La Lettre du Peuple : Qu’attendez-vous des autorités pour relever le défi ?
Dr Moussa Sanogo
Nous avons besoin du soutien politique en tant que service public travaillant conformément aux orientations des pouvoirs publics. Il est indispensable que les autorités politiques soutiennent légalement la PPM dans le processus du respect du contrat-plan avec les parties prenantes que ça soit les services publics, les EPA, l’armée, l’université.
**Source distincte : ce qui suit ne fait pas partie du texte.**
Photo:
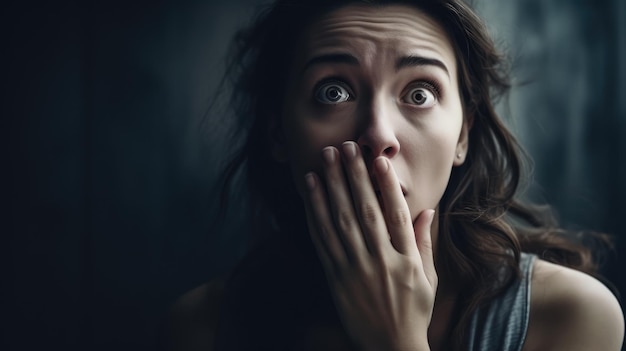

Il faudrait que l’Etat puisse assurer à la PPM des paiements réguliers en contre partie de ses produits fournis. Nous souffrons beaucoup par des impayés. Parfois quand nous livrons, on attend beaucoup de temps pour être payés. Si cette préoccupation est résolue, ça nous permettra d’être très efficaces. Nous pensons aussi que les procédures de passation de marchés publics doivent être allégées et flexibles en restant dans le cadre de la loi pour nous permettre d’évoluer conformément à nos missions régaliennes. Nous travaillons à ce que la paix puisse revenir car nous sommes toujours sur les routes. Les véhicules de la PPM vont là où les autres ne veulent pas partir. Un climat sécurisé est climat propice à l’épanouissement des affaires. Nous prions pour que le Mali soit un pays apaisé pour que nous puissions satisfaire la population qui constitue notre raison d’être. C’est l’occasion pour moi de remercier l’ensemble des travailleurs de la PPM que ça soit à Bamako ou à l’intérieur du Mali. C’est un personnel suffisamment engagé, qui fait preuve de professionnalisme et qui donne le meilleur de soi. On doit encourager et aider ce personnel, car l’avenir de la PPM en dépend.